TC Energy Corporation Price, Consensus and EPS Surprise
TC Energy Corporation price-consensus-eps-surprise-chart | TC Energy Corporation Quote
In June 2021, TC Energy and Pembina Pipeline Corporation PBA announced intentions to collaborate on a large-scale carbon transportation and sequestration (CCUS) infrastructure project, which on completion will be able to transfer more than 20 million tons of carbon dioxide per year.
The project will connect the existing pipelines through an open-access system, thus linking the Fort McMurray, the Alberta Industrial Heartland and the Drayton Valley regions, and will be built around a new sequestration hub called the Alberta Carbon Grid (ACG).
The ACG represents the infrastructural framework required for Alberta-based companies to successfully control their emissions, progressively contribute to Alberta's lower-carbon economy, and unlock a long-term value for both Pembina and TC Energy shareholders.
During the third quarter, TRP invested $1.7 billion in different growth initiatives, adding to its $22-billion secured capital program.
This energy infrastructure provider also expects costs for its Coastal Gaslink pipeline in British Columbia to shoot up from its prior projections due to project completion deferrals and the impacts of the pandemic.
TC Energy's board of directors announced the fourth-quarter 2021 dividend of 87 Canadian cents per share (or C$3.48 annually).
Zacks Rank & Key Picks
TC Energy currently carries a Zacks Rank #3 (Hold).
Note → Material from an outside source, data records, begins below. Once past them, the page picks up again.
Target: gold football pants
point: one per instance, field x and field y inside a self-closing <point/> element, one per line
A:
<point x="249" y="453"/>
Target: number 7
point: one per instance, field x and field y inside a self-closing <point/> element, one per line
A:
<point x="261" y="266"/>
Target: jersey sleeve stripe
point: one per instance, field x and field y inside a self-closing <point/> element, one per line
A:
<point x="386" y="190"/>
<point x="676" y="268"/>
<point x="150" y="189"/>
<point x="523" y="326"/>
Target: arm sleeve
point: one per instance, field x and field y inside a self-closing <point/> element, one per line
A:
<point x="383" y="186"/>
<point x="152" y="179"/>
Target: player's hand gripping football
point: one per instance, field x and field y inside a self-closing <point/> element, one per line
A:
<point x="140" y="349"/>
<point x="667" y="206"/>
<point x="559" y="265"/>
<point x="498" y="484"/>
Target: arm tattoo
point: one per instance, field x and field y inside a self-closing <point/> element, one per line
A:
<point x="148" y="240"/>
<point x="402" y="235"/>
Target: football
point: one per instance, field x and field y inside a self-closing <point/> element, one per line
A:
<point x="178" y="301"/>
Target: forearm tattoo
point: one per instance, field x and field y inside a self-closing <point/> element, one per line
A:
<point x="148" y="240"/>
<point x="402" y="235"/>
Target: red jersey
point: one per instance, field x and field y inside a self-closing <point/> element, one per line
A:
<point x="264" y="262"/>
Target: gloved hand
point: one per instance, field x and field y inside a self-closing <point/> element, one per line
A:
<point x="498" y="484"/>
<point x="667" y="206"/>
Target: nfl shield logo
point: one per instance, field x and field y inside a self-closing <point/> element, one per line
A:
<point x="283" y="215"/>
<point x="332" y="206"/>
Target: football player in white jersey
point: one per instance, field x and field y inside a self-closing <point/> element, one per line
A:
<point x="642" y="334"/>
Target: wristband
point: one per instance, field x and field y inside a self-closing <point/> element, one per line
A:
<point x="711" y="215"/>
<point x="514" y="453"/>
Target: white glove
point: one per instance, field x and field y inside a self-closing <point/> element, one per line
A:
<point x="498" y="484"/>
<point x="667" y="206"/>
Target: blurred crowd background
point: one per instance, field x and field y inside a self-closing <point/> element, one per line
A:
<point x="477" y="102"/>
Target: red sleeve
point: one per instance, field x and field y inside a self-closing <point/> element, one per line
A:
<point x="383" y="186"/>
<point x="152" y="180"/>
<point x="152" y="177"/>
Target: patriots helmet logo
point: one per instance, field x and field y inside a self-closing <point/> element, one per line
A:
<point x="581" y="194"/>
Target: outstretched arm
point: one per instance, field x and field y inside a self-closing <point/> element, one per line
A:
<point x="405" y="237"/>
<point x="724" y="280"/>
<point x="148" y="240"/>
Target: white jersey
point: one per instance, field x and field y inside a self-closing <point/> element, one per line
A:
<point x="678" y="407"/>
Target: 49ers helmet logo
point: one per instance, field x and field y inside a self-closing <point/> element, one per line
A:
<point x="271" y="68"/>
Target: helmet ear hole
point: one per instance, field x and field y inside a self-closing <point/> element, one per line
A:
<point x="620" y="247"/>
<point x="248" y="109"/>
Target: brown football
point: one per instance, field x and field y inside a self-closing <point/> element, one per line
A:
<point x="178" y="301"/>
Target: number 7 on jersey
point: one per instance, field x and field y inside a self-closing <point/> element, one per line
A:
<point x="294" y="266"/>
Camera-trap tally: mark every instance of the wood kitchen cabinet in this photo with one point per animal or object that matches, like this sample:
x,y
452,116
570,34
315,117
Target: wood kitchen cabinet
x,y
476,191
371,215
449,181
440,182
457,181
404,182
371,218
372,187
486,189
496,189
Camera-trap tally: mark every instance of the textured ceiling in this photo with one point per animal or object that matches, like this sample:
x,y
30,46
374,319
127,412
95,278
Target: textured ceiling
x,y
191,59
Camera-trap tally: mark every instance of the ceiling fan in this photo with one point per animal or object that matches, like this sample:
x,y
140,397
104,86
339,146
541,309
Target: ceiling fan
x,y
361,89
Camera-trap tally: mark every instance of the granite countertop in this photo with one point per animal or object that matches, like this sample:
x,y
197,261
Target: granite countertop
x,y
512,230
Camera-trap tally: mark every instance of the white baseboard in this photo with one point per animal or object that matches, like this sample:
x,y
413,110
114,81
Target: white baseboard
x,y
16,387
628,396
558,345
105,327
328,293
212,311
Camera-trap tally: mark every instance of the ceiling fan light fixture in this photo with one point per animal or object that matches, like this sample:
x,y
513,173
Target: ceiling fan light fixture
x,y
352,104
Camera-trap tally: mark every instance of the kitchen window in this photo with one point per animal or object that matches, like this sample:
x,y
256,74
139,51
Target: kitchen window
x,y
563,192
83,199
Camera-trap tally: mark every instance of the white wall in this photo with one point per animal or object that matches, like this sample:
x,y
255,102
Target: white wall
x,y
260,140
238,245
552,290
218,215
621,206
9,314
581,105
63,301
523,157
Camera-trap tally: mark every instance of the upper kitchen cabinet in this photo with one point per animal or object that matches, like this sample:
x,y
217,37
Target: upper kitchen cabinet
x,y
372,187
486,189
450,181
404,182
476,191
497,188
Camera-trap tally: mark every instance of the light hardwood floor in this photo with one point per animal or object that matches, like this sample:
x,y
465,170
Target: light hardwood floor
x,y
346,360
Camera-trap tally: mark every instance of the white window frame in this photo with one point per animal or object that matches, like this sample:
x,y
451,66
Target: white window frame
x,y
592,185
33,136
Some better-ranked players in the energy space are EOG Resources EOG and ConocoPhillips COP, each presently flaunting a Zacks Rank #1 (Strong Buy). You can see the complete list of today’s Zacks #1 Rank stocks here.
EOG Resources reported third-quarter 2021 adjusted earnings per share of $2.16, beating the Zacks Consensus Estimate of $2.01. Strong earnings were driven by increased production volumes and a higher realization of commodity prices.
EOG announced a quarterly dividend of 75 cents per share, indicating an 82% increase from the previous level. The dividend will be paid out on Jan 28, 2022, to its shareholders of record as of Jan 14, 2022. EOG Resources also declared a special dividend of $2 per share. Moreover, the board of directors updated its share repurchase authorization to $5 billion.
ConocoPhillips reported third-quarter 2021 adjusted earnings per share of $1.77, comfortably beating the Zacks Consensus Estimate of $1.53. This outperformance is led by increased production volumes owing to the Concho acquisition and the rising realized commodity prices.
Based in Houston, TX, this one of the world’s largest independent oil and gas producers’ capital expenditures and investments totaled $1.3 billion, and dividend payments grossed $579 million. ConocoPhillips’ net cash provided by operating activities was recorded at $4.8 billion, up from the year-ago figure of $868 million. COP generated a free cash flow of $2.8 billion in the third quarter.